You are viewing a plain text version of this content. The canonical link for it is here.
Posted to users@spamassassin.apache.org by Jeffrey Lee <je...@reflex8.com> on 2005/01/26 17:47:09 UTC
sa-learn
I have been using sa-learn religiously with ALL spam and ham on my
server. However, I keep getting repeat spam with low scores. How can I
increase the sa-learn "points"? So that when I learn a message instead
of increasing some point by .1 or .2 it will increase by .5 or .6?
Thanks,
Jeffrey Lee
Re: sa-learn
Posted by Jeffrey Lee <je...@reflex8.com>.
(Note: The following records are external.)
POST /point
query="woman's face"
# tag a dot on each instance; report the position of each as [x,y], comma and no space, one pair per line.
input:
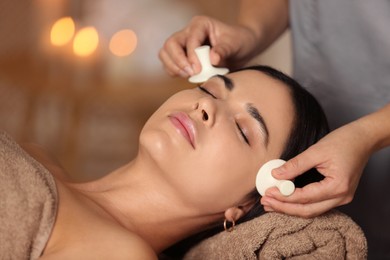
[209,142]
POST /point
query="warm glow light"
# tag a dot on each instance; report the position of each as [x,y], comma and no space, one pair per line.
[85,41]
[62,31]
[123,43]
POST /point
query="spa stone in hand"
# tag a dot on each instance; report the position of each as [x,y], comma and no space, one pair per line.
[264,179]
[208,70]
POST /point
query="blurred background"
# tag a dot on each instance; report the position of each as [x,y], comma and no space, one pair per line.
[81,77]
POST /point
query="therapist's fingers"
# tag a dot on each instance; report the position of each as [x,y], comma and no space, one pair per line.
[311,200]
[173,56]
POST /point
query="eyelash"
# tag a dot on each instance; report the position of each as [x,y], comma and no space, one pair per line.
[238,126]
[207,92]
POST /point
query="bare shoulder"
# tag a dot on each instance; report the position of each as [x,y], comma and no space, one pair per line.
[43,157]
[113,245]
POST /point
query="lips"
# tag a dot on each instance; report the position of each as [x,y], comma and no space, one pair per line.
[184,125]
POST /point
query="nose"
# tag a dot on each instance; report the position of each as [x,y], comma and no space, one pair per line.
[206,111]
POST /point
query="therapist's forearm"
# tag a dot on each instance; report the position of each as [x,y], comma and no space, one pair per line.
[376,127]
[267,19]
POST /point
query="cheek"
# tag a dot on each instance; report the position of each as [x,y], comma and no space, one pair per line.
[224,177]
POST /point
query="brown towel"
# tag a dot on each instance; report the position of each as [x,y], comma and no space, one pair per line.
[276,236]
[28,203]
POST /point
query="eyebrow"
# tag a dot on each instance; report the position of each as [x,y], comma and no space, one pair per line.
[254,112]
[251,109]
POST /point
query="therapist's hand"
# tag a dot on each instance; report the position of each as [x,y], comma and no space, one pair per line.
[340,156]
[229,43]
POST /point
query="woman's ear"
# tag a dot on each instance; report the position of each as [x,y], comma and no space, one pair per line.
[235,213]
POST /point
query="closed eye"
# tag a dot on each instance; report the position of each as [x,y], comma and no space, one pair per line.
[242,134]
[207,92]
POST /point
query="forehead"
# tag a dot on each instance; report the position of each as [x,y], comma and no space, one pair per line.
[273,100]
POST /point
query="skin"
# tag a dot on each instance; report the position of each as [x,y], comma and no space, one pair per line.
[340,156]
[165,194]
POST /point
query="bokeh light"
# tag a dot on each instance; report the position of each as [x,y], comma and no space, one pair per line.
[123,43]
[62,31]
[86,41]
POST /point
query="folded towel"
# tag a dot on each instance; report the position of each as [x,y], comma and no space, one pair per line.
[277,236]
[28,203]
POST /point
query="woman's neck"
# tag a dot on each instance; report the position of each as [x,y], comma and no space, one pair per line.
[140,200]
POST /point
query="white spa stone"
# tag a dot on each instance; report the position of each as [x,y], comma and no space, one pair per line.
[208,70]
[264,179]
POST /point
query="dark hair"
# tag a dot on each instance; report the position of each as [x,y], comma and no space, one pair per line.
[309,125]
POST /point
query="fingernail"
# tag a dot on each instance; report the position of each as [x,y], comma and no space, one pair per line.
[188,70]
[183,74]
[269,194]
[265,202]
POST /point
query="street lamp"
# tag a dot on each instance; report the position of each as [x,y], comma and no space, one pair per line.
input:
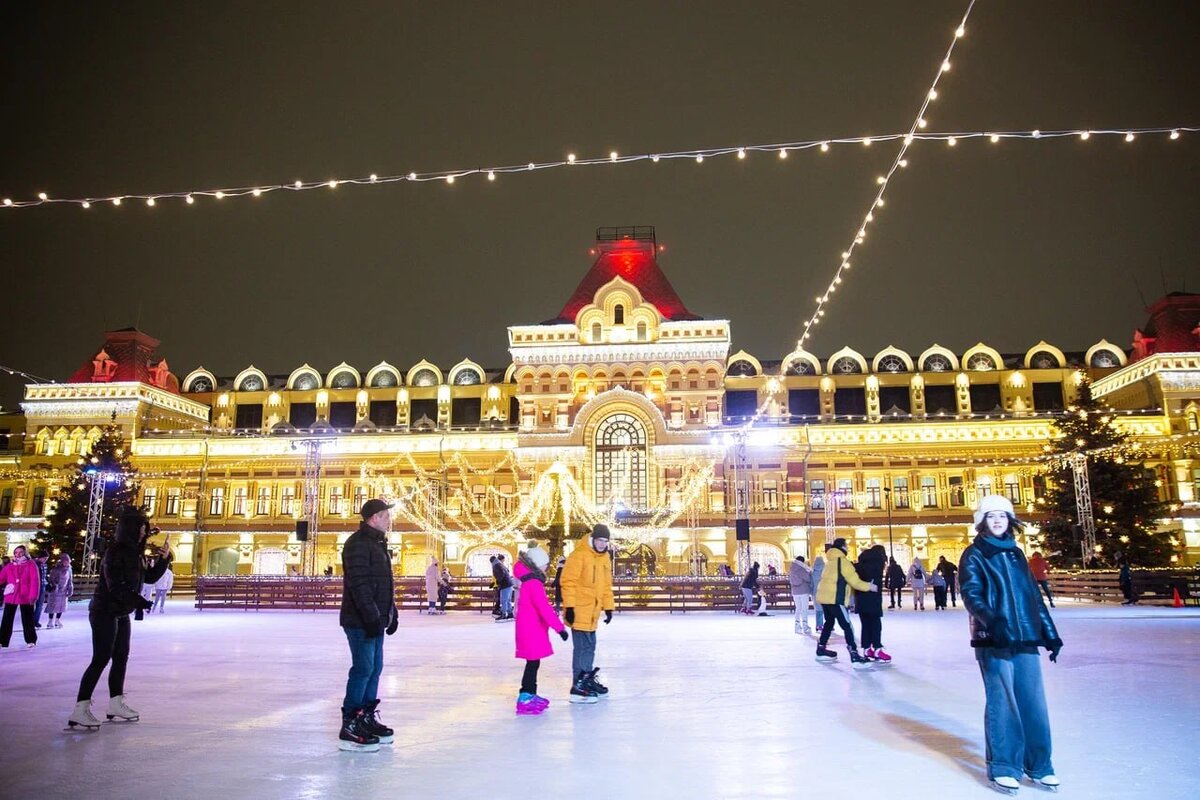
[887,499]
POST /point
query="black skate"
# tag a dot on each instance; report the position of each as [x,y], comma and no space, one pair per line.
[354,737]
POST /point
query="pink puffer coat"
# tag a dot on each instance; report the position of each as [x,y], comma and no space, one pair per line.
[534,618]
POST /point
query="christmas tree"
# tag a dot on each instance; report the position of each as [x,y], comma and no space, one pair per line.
[67,524]
[1125,499]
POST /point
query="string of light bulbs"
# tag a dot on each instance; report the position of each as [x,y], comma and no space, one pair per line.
[779,149]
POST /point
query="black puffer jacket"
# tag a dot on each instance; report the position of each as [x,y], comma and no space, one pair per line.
[1006,607]
[369,591]
[124,570]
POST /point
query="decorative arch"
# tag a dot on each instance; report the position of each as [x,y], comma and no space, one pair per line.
[199,380]
[383,376]
[937,359]
[1105,355]
[304,378]
[251,379]
[892,360]
[1044,356]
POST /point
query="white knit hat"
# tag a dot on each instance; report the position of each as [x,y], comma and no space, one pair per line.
[994,503]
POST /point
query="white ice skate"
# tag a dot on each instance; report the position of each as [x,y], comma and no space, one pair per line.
[119,711]
[83,717]
[1006,785]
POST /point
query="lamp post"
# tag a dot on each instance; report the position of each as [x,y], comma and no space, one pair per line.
[887,499]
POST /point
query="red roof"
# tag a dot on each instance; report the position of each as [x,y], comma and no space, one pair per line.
[127,355]
[634,262]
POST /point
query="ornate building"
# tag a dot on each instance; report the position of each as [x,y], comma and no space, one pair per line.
[624,407]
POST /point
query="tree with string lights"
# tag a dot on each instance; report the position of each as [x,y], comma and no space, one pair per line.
[67,524]
[1125,498]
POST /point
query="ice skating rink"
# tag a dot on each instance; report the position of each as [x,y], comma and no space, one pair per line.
[239,704]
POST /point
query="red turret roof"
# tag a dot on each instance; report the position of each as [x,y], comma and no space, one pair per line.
[634,262]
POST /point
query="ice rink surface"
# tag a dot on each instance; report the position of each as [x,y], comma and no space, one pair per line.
[244,704]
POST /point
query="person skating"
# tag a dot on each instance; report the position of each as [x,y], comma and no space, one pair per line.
[1041,570]
[123,572]
[369,611]
[22,584]
[1009,621]
[587,594]
[837,581]
[799,577]
[749,585]
[917,577]
[870,603]
[534,620]
[60,585]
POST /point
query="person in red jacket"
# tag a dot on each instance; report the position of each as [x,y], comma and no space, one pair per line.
[22,583]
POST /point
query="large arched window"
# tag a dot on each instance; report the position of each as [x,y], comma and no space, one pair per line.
[621,468]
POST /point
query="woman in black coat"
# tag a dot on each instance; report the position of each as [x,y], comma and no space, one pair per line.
[870,603]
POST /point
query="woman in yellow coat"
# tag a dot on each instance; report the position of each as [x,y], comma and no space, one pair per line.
[587,593]
[837,581]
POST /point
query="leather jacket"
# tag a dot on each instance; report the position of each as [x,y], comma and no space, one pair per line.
[1006,608]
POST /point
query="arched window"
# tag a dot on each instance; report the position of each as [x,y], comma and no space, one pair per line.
[621,465]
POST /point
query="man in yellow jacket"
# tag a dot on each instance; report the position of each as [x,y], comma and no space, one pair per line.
[587,593]
[837,581]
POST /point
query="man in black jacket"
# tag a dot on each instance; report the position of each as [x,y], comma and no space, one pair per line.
[1009,621]
[369,611]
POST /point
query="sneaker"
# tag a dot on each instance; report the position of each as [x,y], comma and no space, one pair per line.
[354,738]
[372,725]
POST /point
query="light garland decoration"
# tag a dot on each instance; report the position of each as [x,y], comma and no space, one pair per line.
[699,155]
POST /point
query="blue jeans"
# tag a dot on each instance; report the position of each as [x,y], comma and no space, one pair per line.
[1017,726]
[366,663]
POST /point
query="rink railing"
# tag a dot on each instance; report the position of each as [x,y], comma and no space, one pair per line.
[265,593]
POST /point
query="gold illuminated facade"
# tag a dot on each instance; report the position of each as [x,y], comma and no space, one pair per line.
[625,408]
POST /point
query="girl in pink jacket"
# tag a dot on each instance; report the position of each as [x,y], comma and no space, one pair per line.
[21,583]
[534,619]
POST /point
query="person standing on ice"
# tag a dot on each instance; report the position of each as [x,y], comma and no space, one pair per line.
[123,573]
[587,593]
[534,620]
[1009,621]
[837,581]
[369,611]
[799,576]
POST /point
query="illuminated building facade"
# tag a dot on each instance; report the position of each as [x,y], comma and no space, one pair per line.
[624,407]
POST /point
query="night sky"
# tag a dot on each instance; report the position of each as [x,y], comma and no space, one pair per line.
[1007,244]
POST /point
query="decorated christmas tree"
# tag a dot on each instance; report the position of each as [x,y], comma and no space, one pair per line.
[1125,499]
[66,525]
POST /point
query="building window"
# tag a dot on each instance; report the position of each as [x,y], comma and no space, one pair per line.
[216,501]
[263,504]
[287,500]
[929,491]
[621,467]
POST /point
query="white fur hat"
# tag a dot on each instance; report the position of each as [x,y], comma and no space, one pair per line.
[994,503]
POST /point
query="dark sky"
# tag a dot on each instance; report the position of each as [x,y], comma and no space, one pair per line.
[1007,244]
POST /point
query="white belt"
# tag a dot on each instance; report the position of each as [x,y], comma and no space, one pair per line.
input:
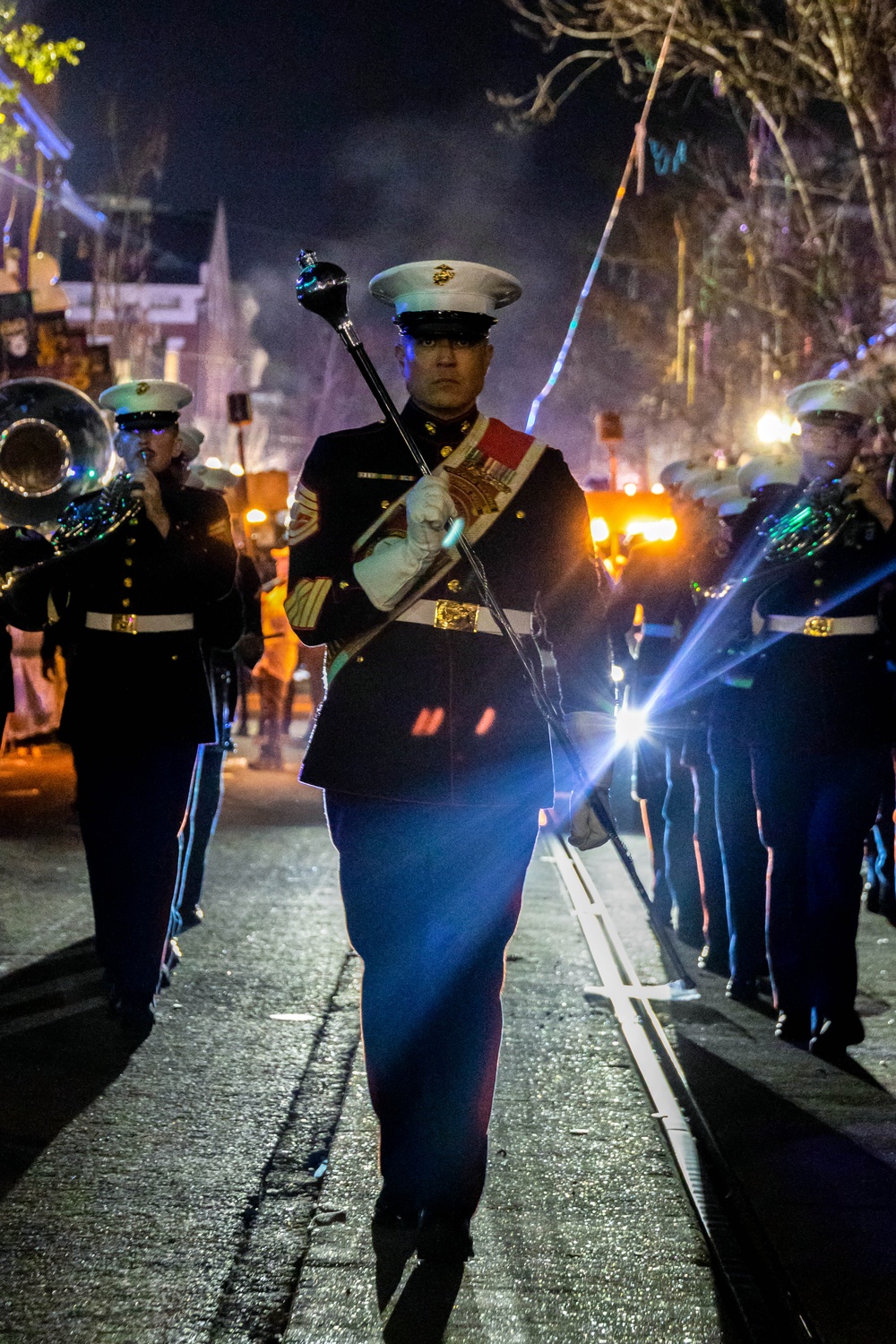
[821,625]
[462,616]
[123,623]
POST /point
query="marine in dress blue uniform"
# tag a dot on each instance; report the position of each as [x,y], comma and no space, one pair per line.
[821,717]
[429,746]
[129,613]
[659,578]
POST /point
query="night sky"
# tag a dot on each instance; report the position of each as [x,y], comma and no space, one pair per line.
[360,126]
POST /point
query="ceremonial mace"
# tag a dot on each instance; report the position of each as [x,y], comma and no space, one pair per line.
[323,288]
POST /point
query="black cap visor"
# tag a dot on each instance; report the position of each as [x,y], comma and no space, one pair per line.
[145,419]
[445,325]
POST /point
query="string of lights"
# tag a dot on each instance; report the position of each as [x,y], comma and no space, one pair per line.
[635,156]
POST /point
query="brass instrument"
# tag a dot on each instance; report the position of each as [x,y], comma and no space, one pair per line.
[54,449]
[823,513]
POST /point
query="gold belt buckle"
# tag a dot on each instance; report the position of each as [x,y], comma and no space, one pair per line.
[455,616]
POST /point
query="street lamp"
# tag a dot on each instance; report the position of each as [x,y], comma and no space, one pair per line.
[774,427]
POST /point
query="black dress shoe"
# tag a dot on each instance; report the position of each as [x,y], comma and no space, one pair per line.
[394,1239]
[834,1035]
[174,957]
[392,1214]
[743,989]
[794,1027]
[444,1238]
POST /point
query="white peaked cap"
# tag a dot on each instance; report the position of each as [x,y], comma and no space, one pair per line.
[833,394]
[148,395]
[783,470]
[458,287]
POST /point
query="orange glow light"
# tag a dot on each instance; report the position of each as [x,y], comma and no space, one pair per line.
[485,722]
[427,723]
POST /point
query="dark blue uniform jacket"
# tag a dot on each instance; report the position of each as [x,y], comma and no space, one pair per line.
[435,715]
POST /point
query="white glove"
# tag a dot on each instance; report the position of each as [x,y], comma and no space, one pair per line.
[397,562]
[594,736]
[586,831]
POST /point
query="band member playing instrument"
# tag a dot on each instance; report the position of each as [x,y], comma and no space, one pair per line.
[432,753]
[821,717]
[128,612]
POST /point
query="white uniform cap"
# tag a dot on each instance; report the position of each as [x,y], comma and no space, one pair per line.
[435,287]
[152,398]
[193,440]
[783,470]
[833,394]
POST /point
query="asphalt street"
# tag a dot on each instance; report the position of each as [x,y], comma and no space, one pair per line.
[215,1185]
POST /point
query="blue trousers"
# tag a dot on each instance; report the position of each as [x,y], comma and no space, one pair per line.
[815,811]
[432,900]
[132,801]
[203,809]
[743,855]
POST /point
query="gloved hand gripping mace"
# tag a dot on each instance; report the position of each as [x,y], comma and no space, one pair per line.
[323,288]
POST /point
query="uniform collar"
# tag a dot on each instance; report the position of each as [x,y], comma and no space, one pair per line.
[430,432]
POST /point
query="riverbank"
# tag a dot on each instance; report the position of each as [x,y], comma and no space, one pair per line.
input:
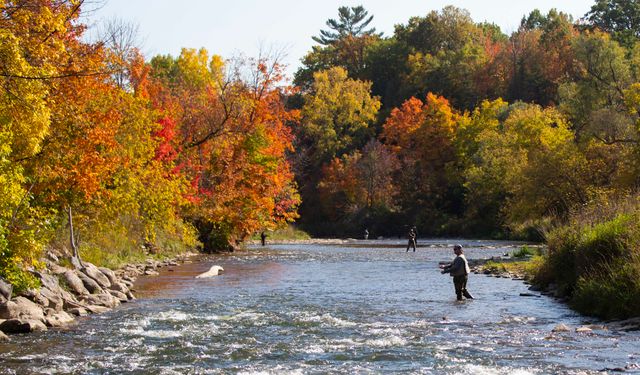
[524,269]
[68,293]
Here is an example header:
X-Spam-Status: No, score=3.0 required=5.0 tests=AWL,CELL_PHONE_FREE,
HTML_90_100,HTML_MESSAGE,HTML_TAG_EXIST_TBODY,HTML_TEXT_AFTER_BODY,
HTML_TEXT_AFTER_HTML,HTML_WEB_BUGS,MIME_HTML_ONLY autolearn=no
version=3.0.2
On Jan 26, 2005, at 10:59 AM, Matt Kettler wrote:
> At 11:47 AM 1/26/2005, Jeffrey Lee wrote:
>> I have been using sa-learn religiously with ALL spam and ham on my
>> server. However, I keep getting repeat spam with low scores. How can
>> I increase the sa-learn "points"? So that when I learn a message
>> instead of increasing some point by .1 or .2 it will increase by .5
>> or .6?
>
> Well, sa-learning a message doesn't really work by increasing the
> "points" of a message, although that's more-or-less the net effect.
>
> In short, you'll want to make sure your inbound messages are hitting
> BAYES_90 or higher, and increase the scores of those rules in your
> local.cf.
>
> Also, while you're at it, check for spam messages matching
> ALL_TRUSTED. If that's happening, check the archives on setting
> trusted_networks manually. That rule should *never* match spam but
> will if SA gets confused by your MTA config.
>
> If the spam messages are consistently hitting BAYES_99, sa-learning
> won't increase the score of that message further, but it does help SA
> recognize subtle changes over time in spam. So keep up the training as
> it will keep slight deviations from driving the bayes scores down and
> causing FN problems that way.
>
> When you sa-learn a message, SA learns that the words in that message
> are more likely to be in spam or ham than it previously new. When new
> messages come in, SA looks at it's database of words and calculates a
> spam probability based on the words in that message. It then matches
> that probability to one of the BAYES_* rules and that causes the score
> impact.
>
>
>
>
Re: sa-learn
Posted by Matt Kettler <mk...@evi-inc.com>.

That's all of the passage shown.